Diesem geforderten Verfahren recht nah kommt das Chip-TAN-Verfahren, das tatsächlich in ein Kommunikationsmodul und den eigentlichen Krypto-Chip (der Teil neuerer ec-Karten ist) getrennt ist. Nicht optimal ist bei diesem allerdings, dass das Display Teil der Kommunikationseinheit ist, und auch der Krypto-Chip wohl reprogrammierbar ist. Zumindest bei Postbank-Kunden wurde letzterer nach dem Jahr-2010-Problem im Geldautomaten geupdated.

Dennoch bietet Chip-TAN aktuell mehr Sicherheit als herkömmliche TAN, iTAN oder mTAN. Jedoch bieten viele Banken Chip-TAN gar nicht an, oder geben die Geräte nur an die Kunden, die das ausdrücklich wünschen. Bisher scheuen die Banken offensichtlich die Milliardeninvestitionen, die die Verwendung sicherer TAN-Verfahren für alle Kunden mit sich ziehen würden.

Anscheinend wiegt der Reputationsverlust, dass Onlinekonten nicht sicher sind, den Banken noch nicht schwer genug, um in höhere Sicherheit zu investieren. Auch an anderer Stelle scheinen die Banken eher Kosten und Komfort zu optimieren, und im Gegenzug einen gewissen Bodensatz an betrügerischen Transaktionen hinzunehmen.
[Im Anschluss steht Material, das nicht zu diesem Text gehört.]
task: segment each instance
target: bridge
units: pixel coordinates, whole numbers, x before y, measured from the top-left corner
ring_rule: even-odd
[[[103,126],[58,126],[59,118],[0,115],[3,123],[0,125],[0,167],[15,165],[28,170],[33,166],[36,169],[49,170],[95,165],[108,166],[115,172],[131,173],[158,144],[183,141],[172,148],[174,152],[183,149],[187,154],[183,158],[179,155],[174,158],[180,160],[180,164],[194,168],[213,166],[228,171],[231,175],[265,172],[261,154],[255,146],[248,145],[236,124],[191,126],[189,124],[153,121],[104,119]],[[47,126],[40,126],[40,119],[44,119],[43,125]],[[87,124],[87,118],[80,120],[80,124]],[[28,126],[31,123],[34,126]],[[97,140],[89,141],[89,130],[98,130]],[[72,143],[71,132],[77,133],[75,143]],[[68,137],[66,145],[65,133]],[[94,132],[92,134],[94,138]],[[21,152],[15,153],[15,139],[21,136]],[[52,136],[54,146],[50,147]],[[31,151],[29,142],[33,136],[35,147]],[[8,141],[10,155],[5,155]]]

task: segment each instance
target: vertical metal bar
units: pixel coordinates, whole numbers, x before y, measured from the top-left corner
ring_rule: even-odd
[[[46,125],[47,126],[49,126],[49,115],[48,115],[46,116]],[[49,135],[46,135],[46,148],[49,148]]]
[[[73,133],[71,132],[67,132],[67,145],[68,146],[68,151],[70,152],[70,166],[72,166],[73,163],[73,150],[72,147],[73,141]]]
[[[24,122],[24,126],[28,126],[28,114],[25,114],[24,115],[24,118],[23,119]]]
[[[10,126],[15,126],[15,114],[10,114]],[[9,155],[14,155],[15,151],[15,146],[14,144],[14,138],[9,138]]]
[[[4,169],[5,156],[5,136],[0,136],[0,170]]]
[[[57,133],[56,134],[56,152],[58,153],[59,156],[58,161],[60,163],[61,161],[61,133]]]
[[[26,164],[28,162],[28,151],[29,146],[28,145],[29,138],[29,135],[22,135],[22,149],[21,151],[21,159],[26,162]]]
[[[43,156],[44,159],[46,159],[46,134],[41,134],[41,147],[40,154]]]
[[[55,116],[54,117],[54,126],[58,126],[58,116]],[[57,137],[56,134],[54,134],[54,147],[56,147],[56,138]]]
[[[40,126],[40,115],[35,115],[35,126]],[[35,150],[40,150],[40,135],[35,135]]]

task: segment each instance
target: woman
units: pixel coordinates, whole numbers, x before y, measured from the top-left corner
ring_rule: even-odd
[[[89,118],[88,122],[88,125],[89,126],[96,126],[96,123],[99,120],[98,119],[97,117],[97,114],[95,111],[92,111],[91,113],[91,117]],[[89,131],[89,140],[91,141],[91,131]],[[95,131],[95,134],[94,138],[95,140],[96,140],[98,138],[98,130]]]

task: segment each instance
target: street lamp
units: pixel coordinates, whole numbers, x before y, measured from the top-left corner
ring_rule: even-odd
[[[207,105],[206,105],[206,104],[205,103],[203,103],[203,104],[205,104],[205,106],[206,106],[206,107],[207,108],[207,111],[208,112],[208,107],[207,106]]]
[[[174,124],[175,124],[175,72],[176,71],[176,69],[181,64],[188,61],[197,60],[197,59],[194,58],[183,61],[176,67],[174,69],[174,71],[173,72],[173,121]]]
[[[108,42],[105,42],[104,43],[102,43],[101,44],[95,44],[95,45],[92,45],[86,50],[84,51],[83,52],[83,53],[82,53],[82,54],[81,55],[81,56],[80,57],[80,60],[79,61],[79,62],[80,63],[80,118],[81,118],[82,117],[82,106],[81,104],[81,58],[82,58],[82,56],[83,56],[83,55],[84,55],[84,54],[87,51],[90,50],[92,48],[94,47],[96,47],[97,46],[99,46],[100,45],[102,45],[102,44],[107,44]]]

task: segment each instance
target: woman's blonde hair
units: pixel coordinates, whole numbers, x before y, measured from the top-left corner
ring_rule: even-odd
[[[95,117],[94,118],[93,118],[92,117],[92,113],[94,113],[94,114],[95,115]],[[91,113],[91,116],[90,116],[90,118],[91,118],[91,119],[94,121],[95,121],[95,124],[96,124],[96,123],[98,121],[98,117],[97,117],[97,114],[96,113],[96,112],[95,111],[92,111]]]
Als Beispiel sei der gängige Betrug mit ec- und Kreditkarten genannt.

Selbstschutz

Verbrauchern, die dennoch weiter das mTAN-Verfahren nutzen wollen oder gar nützen müssen, weil die Bank nur dieses anbietet, ist zu empfehlen, für den Empfang der mTANs ein möglichst einfaches Handy mit einer eigenen SIM-Karte zu verwenden. Dieses Uralt-Handy sollte zudem keinesfalls mit dem Online-Banking-PC synchronisiert werden, und auch sonst komplett getrennt von den Kommunikationswegen sein, über die man das Online-Banking nutzt. Wer es den Angreifern hingegen möglichst leicht machen will, benutzt das Online-Banking direkt auf dem Smartphone, auf dem er auch die mTANs empfängt. Dann reicht schon ein Trojaner zum virtuellen Bankraub mit realer Kontoleerung.